Marriage and politics in Abraham Lincoln's life

And here is a wonderful, and in places very moving, talk about Abraham Lincoln's private life, and especially his relationship with his wife, Mary (pictured right).

It focuses on the very unRussian idea that a leader's character and personal relationships are an important key to his performance in the public domain. The speaker describes the speech Lincoln made from the back of the train that took him from Springfield, Illinois, to Washington to be sworn in as President. He thanked all the people from his home town who had given him so much help over the years, including his neighbour "with whom he shared a house cow". That just about says it all about the United States as a social concept in comparison with the world of the Winter Palace in St Petersburg at the same time.

Though the title refers to his secretaries the talk is more about him and his wife.

http://www.c-span.org/video/?284103-1/book-discussion-lincolns-men-president-private-secretaries

Abraham Lincoln and the virtues of patience and calmness in foreign affairs

Another interesting lecture, this time about Abraham Lincoln's foreign policy as President. It featured a preference for waiting and seeing which might well be adopted more often today, rather than media-focused activism.

There is also an amusing caricature at the beginning of his Minister in St Petersburg, during the time of the Civil War, the "bounder" and anti-slavery campaigner Cassius Marcellus Henry Clay (pictured right), who later helped organised the purchase of Alaska from Russia. It was after him, at a couple of generations removed, that Cassius Clay, the boxer, was named.
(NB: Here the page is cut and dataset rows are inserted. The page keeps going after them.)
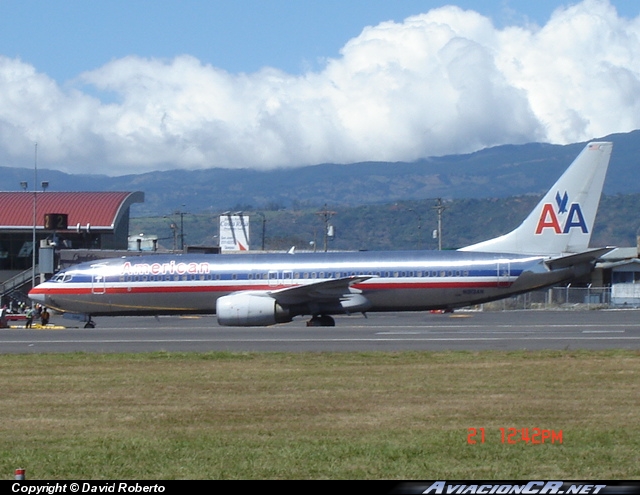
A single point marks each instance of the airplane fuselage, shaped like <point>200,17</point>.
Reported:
<point>399,281</point>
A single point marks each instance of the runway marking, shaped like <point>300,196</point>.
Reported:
<point>294,340</point>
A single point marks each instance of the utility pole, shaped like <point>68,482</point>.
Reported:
<point>439,207</point>
<point>326,215</point>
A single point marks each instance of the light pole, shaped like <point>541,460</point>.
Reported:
<point>439,207</point>
<point>264,226</point>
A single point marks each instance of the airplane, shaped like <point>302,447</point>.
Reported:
<point>550,247</point>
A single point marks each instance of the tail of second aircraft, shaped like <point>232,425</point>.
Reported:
<point>563,220</point>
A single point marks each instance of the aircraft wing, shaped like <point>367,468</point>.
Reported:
<point>324,291</point>
<point>577,259</point>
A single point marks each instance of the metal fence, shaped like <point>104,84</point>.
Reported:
<point>556,298</point>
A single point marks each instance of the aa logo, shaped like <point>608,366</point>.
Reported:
<point>550,219</point>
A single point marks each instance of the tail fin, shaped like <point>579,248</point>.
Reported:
<point>563,220</point>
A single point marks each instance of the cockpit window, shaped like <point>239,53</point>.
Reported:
<point>62,277</point>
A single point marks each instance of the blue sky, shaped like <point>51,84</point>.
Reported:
<point>64,38</point>
<point>131,86</point>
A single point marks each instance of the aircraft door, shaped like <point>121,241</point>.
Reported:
<point>503,272</point>
<point>98,283</point>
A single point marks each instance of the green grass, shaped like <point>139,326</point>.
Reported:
<point>319,415</point>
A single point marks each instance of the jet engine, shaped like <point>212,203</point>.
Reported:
<point>247,310</point>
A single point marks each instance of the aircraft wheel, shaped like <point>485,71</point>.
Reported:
<point>321,321</point>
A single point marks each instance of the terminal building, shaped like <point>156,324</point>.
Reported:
<point>35,226</point>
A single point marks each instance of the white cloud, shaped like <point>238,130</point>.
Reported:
<point>443,82</point>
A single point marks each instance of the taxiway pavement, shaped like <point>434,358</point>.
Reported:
<point>470,331</point>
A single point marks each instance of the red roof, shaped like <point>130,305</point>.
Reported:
<point>101,210</point>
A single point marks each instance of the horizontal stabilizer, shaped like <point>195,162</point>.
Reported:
<point>577,259</point>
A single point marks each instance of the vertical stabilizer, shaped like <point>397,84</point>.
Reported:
<point>563,220</point>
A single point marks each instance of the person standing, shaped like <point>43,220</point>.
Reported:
<point>29,314</point>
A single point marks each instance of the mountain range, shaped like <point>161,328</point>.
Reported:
<point>496,172</point>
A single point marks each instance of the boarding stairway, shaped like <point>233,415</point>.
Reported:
<point>14,288</point>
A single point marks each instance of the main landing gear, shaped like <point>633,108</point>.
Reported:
<point>321,321</point>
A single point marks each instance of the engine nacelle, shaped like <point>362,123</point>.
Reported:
<point>248,310</point>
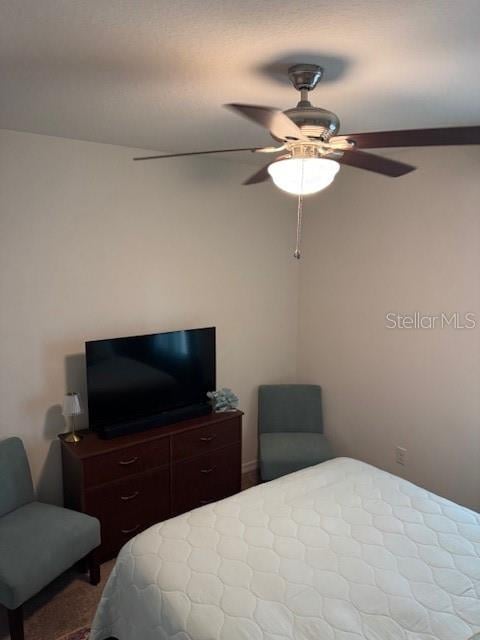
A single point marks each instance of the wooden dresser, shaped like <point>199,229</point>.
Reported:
<point>133,481</point>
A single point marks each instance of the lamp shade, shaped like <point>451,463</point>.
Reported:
<point>302,176</point>
<point>71,404</point>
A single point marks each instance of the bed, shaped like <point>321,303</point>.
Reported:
<point>338,551</point>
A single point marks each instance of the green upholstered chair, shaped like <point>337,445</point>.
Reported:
<point>290,428</point>
<point>38,541</point>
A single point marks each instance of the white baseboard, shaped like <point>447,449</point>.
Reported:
<point>249,466</point>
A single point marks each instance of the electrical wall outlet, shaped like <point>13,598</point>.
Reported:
<point>401,455</point>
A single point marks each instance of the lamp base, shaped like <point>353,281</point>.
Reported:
<point>72,437</point>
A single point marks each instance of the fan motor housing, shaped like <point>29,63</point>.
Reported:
<point>316,123</point>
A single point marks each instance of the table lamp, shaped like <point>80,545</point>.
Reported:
<point>72,408</point>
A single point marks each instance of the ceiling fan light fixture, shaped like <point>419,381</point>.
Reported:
<point>303,176</point>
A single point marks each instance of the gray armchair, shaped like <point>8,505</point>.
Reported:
<point>290,428</point>
<point>38,541</point>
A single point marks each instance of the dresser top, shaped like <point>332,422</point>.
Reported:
<point>92,445</point>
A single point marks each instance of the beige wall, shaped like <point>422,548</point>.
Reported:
<point>373,245</point>
<point>93,245</point>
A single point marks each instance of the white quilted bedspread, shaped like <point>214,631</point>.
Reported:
<point>339,551</point>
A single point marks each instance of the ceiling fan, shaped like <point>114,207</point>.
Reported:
<point>310,149</point>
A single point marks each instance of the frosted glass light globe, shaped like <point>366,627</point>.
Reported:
<point>302,176</point>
But most of all the talk is a model of clear speech which many Russian (and other) lecturers could copy with advantage.

http://www.c-span.org/video/?316821-1/book-discussion-lincoln-world

The way to write interesting history

For all Russians who wish to write in a way which the reader will follow (and not in the bureaucratese which universities here love), listen to this wonderful programme about the murder of a forgotten President of the United States. I recommend you try to write much as the lecturer speaks (cleaned up a bit for the printed page, of course).

President Garfield (seen, right, on his deathbed) was assassinated in the same year as Tsar Alexander II was, but in very different circumstances indeed.

http://www.c-span.org/video/?325579-1/discussion-assassination-president-james-garfield

03 April 2016

The Zimmermann telegram

A fascinating programme from C-Span about  the famous Zimmermann telegram, sent by the German Foreign Office to Mexico in early 1917, offering them parts of the United States which had been surrendered after the Mexican War of 1846 if they would attack America in the event that the United States joined the war on the Allied side. The British decoded the message and used it very subtly to try to influence American public opinion about the war.

There is an interesting Russian angle about the German attempts to attack (in an early form of a-symmetric warfare) the Allies by raising colonial people against their imperial masters. The Irish uprising in 1916 was one example, but there were others. The Russian revolution of 1917 was the only one which succeeded (the British succeeded with the Arab revolt against the Ottomans in Palestine too).